He couldn’t take his eyes off of the two girls kissing (and, yes, vigorously groping one another) in the shadowy entranceway of that tailor shop, just a few yards away from where we stood.



“No,” I whispered, “I mean we’re really here!”



“Well, where else would we be, buddy?” he whispered back.

“We’re inside the world of your novel,” I whispered. (I know it’s tedious to keep repeating “whispered”, but I can see no way to avoid it.)

Finally he forced his gaze away from the young women in the shadows and looked up and then down the street.

“Shit,” he said, in a low voice, not quite a whisper. “This is kind of weird, isn’t it?”

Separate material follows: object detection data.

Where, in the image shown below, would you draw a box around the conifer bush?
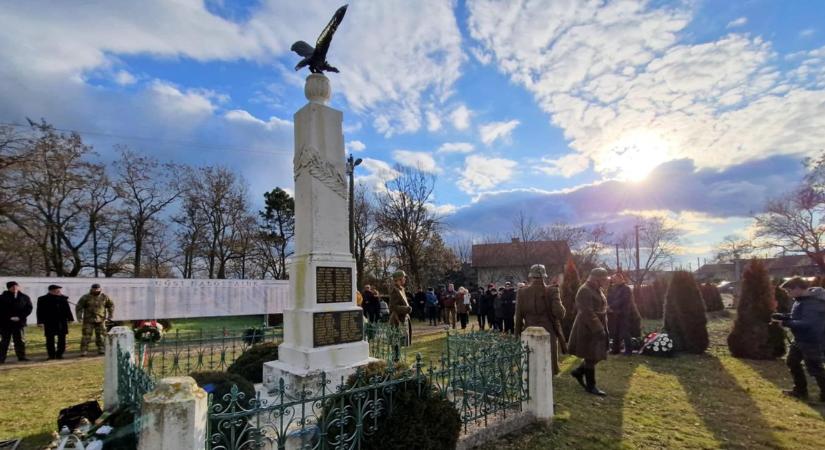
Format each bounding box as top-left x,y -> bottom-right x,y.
664,271 -> 710,354
561,258 -> 581,339
728,259 -> 785,359
699,283 -> 725,312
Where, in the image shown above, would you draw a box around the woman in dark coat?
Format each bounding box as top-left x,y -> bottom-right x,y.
37,284 -> 74,359
568,268 -> 609,396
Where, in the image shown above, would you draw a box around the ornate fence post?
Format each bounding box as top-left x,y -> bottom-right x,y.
521,327 -> 553,421
138,377 -> 208,450
103,327 -> 135,410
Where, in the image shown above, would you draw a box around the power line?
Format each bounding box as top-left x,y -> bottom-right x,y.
0,121 -> 292,156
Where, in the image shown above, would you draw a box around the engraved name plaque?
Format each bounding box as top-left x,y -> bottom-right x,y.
315,267 -> 352,303
312,311 -> 364,347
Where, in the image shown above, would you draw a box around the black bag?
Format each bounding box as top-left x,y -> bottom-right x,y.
57,400 -> 103,430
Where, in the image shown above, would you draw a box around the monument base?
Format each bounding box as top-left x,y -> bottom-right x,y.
263,341 -> 378,400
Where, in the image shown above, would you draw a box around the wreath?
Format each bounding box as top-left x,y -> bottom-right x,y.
135,321 -> 163,342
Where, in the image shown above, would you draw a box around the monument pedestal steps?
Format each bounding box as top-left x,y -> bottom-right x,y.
264,74 -> 372,396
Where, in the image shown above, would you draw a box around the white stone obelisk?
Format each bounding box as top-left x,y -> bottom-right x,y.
264,74 -> 370,393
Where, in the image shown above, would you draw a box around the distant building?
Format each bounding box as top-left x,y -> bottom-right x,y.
472,239 -> 571,286
694,255 -> 821,282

“Welcome to Arnie’s world,” said Ferdinand, also not quite whispering now. “This kind of shit happens to our boy all the time.”


“Oh, well,” said Horace, still speaking in a quiet voice, and back to staring at the girls, “I guess things could be worse.”



“Lots worse,” said Ferdinand.



I looked around. It was all very familiar. It was a fictional world perhaps, but it was a world I knew. To my right on the corner was the San Remo, the scene of so many of my past adventures. Up the street to my left I could see the neon sign of the Kettle of Fish, scene of yet more adventures. In a sense I was back on home turf. I turned around and looked across the not-quite flooded street.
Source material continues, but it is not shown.